The world, too, lacks a unified payments system and there is no sign of one developing. Countries will take some cards, not others, or they can be used only in hotels and at ATMs.

Even the folk from the most theoretically advanced cashless societies, the Nordic nations, use hard money when journeying abroad. Currency exchanges at Oslo Airport are hugely busy.

Norwegians, it seems, will pay for everything via electronic transfer or cards or phone or watch when at home, but when going to Bali, say, on holiday, they will want cash, they’re not confident cashless will work there.

Increasingly, people are travelling with a mix of cash and cards.
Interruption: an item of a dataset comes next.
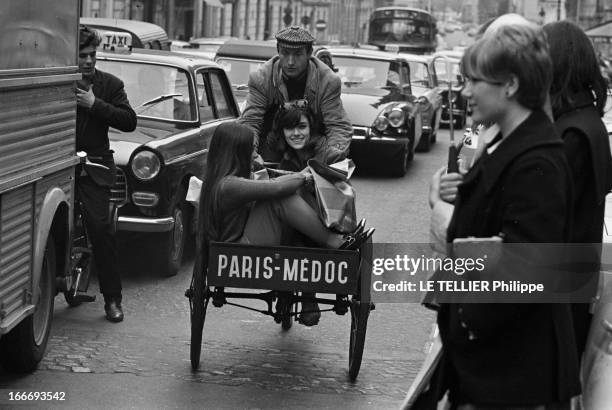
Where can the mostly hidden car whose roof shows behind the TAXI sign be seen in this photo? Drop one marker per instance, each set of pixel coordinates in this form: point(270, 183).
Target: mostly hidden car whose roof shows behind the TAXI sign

Travelex has its own Money Card. The traveller puts money on the card, which operates like a normal plastic card. It is secure, same as the old travellers’ cheques, and it enables them to keep their travel expenditure separate from their normal budget.

“People like that, they don’t like mixing their travel money with their day-to-day spending,” says Wazacz. This summer, 15 per cent to 20 per cent of Travelex sales at Heathrow will be of Money Cards.

There’s no doubt cash is receding, but slowly, very slowly. Wazacz’s prediction? “It will be a long, long time before cash disappears.” He is smiling as he says it, as well he might.